| Note-taking seems to have gained popularity on HackerNews over the past few weeks (or my attention has been biased towards these submissions, at least). I've long been interested in the domain of "personal knowledge
engineering" and this clearly seems a common thread within our
community. As a brief overview of the "SOTA:" * Emacs and Vim users skew towards Org-mode or Vim wiki. * Roam Research is sort of a recent web-based alternative. * There's a lot of competition in the domain of fully-fledged note taking apps.
Evernote has long been viewed as a king of note-taking but lost its edge over
time (bad editor, bugs, lack of attention to their users).
Memex seems to be gaining popularity even though their
software looks somewhat buggy at the moment. * Otherwise, people naturally develop their own (similar) systems.

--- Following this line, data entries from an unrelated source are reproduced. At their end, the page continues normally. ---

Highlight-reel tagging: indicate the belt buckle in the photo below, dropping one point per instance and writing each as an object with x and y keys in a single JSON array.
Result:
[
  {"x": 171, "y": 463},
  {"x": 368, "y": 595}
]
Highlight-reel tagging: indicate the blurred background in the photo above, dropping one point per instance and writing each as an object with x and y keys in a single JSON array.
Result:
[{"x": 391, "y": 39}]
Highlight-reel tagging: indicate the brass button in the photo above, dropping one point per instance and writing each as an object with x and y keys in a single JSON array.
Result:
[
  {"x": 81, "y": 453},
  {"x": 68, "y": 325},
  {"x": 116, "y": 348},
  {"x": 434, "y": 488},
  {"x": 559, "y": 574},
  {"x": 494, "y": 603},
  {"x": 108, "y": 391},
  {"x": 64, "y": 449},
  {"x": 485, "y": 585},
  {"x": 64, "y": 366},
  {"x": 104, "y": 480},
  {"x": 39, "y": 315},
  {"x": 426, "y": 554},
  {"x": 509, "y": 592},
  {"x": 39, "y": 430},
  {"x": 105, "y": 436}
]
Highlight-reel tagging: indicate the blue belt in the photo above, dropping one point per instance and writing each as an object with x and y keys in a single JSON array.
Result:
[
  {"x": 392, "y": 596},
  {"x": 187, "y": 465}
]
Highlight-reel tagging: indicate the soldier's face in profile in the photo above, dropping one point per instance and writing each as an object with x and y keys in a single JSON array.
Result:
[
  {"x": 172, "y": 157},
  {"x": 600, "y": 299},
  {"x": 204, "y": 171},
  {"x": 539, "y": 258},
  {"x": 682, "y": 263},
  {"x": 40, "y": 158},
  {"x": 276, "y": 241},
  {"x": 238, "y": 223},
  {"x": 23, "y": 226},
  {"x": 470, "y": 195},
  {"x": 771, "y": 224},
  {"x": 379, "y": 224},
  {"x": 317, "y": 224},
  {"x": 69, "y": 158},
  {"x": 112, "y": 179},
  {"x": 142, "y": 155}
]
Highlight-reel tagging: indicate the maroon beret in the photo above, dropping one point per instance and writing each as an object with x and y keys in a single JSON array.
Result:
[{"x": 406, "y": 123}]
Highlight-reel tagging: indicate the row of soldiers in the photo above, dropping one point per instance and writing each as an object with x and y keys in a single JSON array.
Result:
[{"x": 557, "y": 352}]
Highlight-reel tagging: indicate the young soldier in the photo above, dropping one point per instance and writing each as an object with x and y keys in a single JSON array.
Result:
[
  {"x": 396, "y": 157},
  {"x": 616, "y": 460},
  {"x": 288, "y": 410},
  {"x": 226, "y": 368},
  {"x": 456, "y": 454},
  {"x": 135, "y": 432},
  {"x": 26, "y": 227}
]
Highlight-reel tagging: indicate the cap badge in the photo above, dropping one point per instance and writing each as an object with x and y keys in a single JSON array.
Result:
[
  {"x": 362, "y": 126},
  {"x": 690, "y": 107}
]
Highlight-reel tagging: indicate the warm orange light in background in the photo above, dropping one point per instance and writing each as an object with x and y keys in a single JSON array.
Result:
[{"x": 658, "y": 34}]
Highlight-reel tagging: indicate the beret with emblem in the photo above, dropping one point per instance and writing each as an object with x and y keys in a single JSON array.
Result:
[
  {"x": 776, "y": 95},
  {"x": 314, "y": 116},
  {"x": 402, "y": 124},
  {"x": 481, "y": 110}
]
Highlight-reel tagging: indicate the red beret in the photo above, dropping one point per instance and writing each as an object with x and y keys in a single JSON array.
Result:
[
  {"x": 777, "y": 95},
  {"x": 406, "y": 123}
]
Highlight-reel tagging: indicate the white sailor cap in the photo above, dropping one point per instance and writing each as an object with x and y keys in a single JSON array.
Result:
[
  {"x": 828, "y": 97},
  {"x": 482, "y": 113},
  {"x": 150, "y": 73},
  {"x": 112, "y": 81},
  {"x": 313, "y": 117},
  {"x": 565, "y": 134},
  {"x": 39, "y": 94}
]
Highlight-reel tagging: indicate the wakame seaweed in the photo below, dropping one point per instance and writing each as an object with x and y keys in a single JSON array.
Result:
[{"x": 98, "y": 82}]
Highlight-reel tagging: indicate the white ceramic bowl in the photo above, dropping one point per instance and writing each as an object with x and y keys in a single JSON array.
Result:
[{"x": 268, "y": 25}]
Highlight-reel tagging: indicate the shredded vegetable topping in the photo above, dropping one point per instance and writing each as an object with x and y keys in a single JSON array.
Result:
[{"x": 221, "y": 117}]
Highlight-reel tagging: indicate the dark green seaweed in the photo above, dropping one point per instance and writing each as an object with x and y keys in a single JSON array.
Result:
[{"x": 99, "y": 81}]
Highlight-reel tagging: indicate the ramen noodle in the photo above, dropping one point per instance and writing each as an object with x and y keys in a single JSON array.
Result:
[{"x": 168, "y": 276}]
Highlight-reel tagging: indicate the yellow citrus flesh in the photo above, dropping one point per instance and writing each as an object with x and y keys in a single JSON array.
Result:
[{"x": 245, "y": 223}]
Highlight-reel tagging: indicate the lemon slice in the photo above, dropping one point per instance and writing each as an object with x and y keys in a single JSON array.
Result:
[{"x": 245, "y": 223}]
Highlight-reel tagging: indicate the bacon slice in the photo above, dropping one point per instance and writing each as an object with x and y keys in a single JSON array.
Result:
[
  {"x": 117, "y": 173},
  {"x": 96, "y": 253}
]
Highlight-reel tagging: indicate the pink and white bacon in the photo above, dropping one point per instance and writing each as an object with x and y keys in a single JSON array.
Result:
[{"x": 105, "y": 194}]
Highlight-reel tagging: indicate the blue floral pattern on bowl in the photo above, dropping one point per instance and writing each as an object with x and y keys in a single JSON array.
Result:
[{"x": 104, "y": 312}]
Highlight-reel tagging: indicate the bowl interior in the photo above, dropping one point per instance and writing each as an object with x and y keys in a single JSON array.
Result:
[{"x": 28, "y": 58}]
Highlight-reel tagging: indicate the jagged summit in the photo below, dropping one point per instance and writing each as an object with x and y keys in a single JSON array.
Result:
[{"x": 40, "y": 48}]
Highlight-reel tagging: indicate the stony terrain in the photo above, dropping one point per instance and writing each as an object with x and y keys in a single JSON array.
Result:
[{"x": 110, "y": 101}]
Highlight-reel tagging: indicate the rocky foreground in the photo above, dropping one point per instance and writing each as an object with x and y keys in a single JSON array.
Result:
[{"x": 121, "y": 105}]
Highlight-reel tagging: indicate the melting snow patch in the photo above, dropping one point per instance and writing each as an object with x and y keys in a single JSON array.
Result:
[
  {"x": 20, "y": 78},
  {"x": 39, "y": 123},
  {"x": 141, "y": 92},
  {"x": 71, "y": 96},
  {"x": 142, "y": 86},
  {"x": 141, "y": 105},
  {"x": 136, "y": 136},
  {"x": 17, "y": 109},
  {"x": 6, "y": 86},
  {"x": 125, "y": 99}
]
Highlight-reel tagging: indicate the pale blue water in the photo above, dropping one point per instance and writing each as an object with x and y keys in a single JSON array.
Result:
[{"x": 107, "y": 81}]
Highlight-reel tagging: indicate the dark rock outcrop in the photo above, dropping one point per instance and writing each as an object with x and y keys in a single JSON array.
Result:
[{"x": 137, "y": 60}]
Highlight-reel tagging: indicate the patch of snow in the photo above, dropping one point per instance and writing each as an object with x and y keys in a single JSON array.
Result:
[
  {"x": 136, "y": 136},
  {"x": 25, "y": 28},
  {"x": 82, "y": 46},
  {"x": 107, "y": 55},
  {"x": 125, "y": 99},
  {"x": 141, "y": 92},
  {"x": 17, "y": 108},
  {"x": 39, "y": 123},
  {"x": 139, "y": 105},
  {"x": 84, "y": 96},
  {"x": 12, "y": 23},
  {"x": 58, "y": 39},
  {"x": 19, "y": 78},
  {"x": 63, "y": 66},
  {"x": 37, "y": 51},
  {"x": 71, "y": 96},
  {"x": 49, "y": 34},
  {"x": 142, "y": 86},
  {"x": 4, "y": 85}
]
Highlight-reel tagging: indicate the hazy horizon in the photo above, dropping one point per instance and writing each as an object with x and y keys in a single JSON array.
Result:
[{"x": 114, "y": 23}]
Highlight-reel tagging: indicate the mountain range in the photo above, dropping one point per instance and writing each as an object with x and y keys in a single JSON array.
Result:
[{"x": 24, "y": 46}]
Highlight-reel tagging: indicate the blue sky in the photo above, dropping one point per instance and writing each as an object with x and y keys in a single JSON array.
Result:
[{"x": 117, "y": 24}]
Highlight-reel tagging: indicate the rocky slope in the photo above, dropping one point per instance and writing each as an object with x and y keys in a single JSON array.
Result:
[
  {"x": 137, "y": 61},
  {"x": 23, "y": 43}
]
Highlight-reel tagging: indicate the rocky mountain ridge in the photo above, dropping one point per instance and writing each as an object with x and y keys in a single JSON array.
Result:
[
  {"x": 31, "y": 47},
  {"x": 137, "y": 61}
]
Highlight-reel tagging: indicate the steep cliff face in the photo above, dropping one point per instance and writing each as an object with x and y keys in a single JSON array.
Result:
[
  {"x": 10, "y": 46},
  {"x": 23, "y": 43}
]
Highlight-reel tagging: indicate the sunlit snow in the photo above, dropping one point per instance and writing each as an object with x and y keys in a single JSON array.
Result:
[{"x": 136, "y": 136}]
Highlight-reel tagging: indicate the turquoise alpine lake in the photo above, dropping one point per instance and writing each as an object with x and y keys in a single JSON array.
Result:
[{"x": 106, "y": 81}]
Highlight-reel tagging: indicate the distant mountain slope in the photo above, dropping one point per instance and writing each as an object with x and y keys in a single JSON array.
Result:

I myself have independently developed a custom-made Vim wiki before starting
research into this topic.
It basically consists of a few grepping/Vim aliases to search/create Markdown in
a `~/.notes` folder, backed up to GitHub. `mod+-` is bound to an i3 sratchpad
where Vim is constantly open to `~/.notes/index.md`. This drastically reduces
friction when making new notes. In any case, seems interesting that a lot of the personal note-taking systems
have separately adopted similar principles to what Zettelkasten proposes: 1. Heavy reliance on tagging 2. Some sort of deep linking 3. Preference to making small, independent "knowledge chunks" |
My current problem with these tools is that I tend to treat them as mostly a "write-only" medium. i.e., I don't really refer back to them that often. What I'm really looking for is a tool that will let me _serendipitously_ encounter ideas from the past. For that, I think that Roam[3] with its Mediawiki style "backlinks" might be the next thing that I spend some serious time with.
Either that or a tool that somehow encourages me to refactor thoughts from the past into more (currently) useful content.